Valuing Employee Stock Options
A Guide for Choosing Either Lattice or Black Scholes
As I draft this, comfortably ensconced in seat 6F on a flight home from the September meeting of the Appraisal Issues Task Force (AITF) in New York, it is admittedly difficult to believe the furor that erupted last year over the FASB's proposal to expense stock options. Currently, SFAS 123R is headed for the compliance phase, and the topic for discussion at the AITF is now the future of purchase price allocation, or SFAS 141R. Looking out my window at 35,000 feet I can see for hundreds of miles, and from that perspective it is apparent that 141R is but one part of the FASB's herculean effort to drag financial reporting out of the iron age and into the information age. Nevertheless, at 500 miles an hour I'm still not moving as fast as the changes in financial accounting as I know it, and pooling accounting doesn't look so bad.

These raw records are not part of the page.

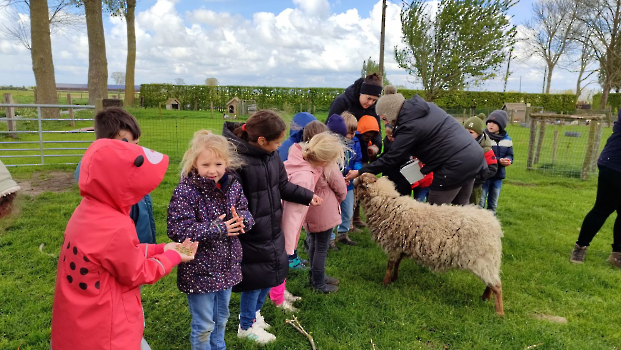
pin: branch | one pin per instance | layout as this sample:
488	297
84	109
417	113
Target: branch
296	324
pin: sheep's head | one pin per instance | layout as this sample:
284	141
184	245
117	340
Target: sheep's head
361	185
368	185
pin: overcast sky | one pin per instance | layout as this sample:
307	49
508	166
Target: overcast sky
312	43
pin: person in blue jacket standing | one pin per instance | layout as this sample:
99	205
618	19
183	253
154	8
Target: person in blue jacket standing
296	130
607	200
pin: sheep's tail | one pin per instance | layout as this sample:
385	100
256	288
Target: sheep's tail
487	268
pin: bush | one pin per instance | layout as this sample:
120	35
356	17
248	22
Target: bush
202	96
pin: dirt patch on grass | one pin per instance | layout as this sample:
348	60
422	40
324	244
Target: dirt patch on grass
54	181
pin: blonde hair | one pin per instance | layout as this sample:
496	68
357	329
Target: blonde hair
313	128
351	122
219	147
325	147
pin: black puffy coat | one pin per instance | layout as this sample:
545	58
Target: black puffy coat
350	101
437	140
264	180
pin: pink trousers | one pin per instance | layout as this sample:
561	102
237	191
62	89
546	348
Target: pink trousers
277	294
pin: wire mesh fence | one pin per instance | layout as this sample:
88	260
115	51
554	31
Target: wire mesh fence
560	150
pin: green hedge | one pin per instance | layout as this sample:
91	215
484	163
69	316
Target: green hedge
297	99
614	101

Right now, finance professionals at companies across America are working late trying to figure out how best to value their equity based compensation to be ready to comply with SFAS 123R. This involves a range of considerations, but chiefly among these is choosing whether to value employee stock options using a closed form approach, such as the Black Scholes Option Pricing Model (Black Scholes), or some kind of lattice model such as a binomial model. In the initial exposure draft, the FASB favored lattice models over Black Scholes, but in the end sanctioned the use of either methodology. So how should a company decide how to value their employee stock options? Mercer Capital has done option analyses for many years and for many different purposes. We tend to think that Black Scholes is generally more user friendly simply because it has only six inputs ("user" can be defined here as company management, auditors, and the investment community). Despite this, lattice models have generated quite a loyal following because they are far more flexible and are, there-fore, thought to offer more precise indications of value. In the end, the models consider similar ranges of behavior in different ways, but typically do not result in materially different conclusions of value. So "getting the right answer" is not the primary criteria in choosing a valuation methodology for compliance with SFAS 123R.